Fawning.... rather than fight or flight, and I would have chosen flight every time. There were times I could barely stand to be near my father..... my sister would have to talk me into getting into the car with him. Dependence dictated I had to be in his space.
At the same time.... I remember missing family vacations to Florida with my father...... and I asked dad why we weren't going anymore. He said it was too much work. Never mind he, IMO, failed to teach us how to help, set expectations and guide us in learning. I could have been taught. My sister could have been taught. My brother could have been taught. My brother said he wasn't taught by my dad, btw.He said he learned everything he knows on his own, which is SO SO SAD.
I think my Dad felt shame about NOT teaching us. I mean... what happens when "God", my dad's nickname in his family, fails at marriage, fails to honor his best friend, fails to give his children an in tact family? Did he just give up? Because it wasn't "perfect?" Maybe.
I know he spent MORE time feeling angry at women, and talking about it. His family treated my sister and me differently. I think my Grandfather was more touchy feely, if you get my meaning. Sister and I kept our coats on when time to greet the Grandparents. They considered my brother as special, bc....BOY...but during and after the divorce they sort of considered boy THEIRS, girls belong to the mother's side. What a f'd up gross way to throw it all away, bc YOU f'd up, Dad. Just..... splendid. Andit was all Mom's fault.... SHE was the slut, the lazy as cat shit, the greedy, the one who cared only about herself selfish person and you wwere the victim, "crying" about it, never shutting the F up about it, from our POV.
All that anger and hate and vengeance.... directed at Mom..... but delivered TO your children. WTH, dad?
Really F'd up and I can see how I've set out to protect my children as best I could and nevr ever ever blame them for the stupid shite I've done. All the shame and blaming....... how terrible you must have felt about that. Just buried so deeply in it you couldn't begin to undo it. Sitting in that chair, paralyzed...... might have been a splendid relief in many ways.
You should have chosen the love of your life.... and you said so..... instead of choosing the third world woman who worked for peanuts and promised to take care of your parents FOR you. And so you chose her, and kept both women until the ultimatum came down.....and you chose poorly. Yu admitted it.
I think the most scathing piece in this, for me...... my sister and Iwere accused of behaving "like women".... or how toxic masculine men FEEL women behave .... when the truth was.... the men in our lives were the ones actually behaving that way. I remember being so frustrated by the hypocrisy but not understanding what IT WAS I was looking at. I was rendered speechless by the hypocrisy. Just...... speechless.
Being unjustly accused......was really.....
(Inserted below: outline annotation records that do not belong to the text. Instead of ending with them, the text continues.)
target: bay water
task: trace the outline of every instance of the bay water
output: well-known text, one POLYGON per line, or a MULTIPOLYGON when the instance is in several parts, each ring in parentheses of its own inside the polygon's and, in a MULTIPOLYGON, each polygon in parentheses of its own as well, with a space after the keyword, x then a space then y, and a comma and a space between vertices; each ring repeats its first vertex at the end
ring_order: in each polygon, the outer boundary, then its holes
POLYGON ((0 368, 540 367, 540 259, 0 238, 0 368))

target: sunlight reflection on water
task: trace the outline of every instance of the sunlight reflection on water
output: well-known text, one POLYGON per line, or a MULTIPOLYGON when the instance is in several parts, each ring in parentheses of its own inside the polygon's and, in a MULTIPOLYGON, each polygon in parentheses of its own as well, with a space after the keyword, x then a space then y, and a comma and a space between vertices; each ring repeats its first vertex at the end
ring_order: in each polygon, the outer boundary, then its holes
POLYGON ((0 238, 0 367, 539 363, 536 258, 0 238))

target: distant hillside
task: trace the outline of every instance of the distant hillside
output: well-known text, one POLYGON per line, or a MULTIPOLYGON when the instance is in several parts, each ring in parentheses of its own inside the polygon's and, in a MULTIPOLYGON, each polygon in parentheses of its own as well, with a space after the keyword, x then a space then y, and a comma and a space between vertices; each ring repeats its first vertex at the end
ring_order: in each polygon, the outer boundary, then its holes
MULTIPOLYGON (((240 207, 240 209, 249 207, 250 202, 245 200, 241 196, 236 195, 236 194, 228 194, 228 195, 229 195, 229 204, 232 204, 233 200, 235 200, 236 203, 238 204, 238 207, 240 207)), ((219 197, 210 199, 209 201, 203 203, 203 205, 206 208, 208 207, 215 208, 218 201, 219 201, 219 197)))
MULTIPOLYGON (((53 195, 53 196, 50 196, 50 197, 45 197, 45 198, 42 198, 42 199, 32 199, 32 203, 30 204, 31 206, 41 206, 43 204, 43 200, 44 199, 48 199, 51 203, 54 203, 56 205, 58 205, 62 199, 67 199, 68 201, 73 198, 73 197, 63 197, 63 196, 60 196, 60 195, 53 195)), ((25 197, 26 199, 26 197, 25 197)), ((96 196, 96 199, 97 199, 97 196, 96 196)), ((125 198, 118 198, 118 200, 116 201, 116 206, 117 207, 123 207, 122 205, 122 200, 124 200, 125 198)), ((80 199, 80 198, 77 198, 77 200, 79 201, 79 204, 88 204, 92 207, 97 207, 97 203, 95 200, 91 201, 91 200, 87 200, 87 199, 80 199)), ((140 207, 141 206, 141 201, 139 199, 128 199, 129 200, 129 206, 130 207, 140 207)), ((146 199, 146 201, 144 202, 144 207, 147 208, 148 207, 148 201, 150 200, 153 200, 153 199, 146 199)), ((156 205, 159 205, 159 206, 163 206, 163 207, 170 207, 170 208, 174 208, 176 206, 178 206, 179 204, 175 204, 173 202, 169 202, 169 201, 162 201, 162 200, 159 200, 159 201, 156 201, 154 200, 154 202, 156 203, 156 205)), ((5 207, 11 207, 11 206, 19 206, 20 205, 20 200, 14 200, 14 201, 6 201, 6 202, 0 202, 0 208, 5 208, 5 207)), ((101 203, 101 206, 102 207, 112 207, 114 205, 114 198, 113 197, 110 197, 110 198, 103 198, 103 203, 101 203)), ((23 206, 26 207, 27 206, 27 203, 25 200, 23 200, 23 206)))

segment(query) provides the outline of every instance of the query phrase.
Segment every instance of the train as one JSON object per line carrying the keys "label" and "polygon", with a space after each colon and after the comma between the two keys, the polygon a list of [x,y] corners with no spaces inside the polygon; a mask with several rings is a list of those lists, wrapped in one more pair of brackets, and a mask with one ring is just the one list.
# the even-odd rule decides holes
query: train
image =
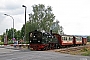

the HYPOCRISY.... after I'd sucked it up, never whined, always tried to carry my weight...... really and truly, I think my having so much masculine energy drew men with feminine energy TO me. I think it happens with DD18, as well. I think it's f'd up to have a belief system LIKE THAT in my brain... in my dd's brains..... it's not fair to anyone, frankly. It serves no one.
So... that's a lot to unpack.
Thanks for your input, Hops.
Lighter
P.S. Apologies for the long post on your thread, Amber.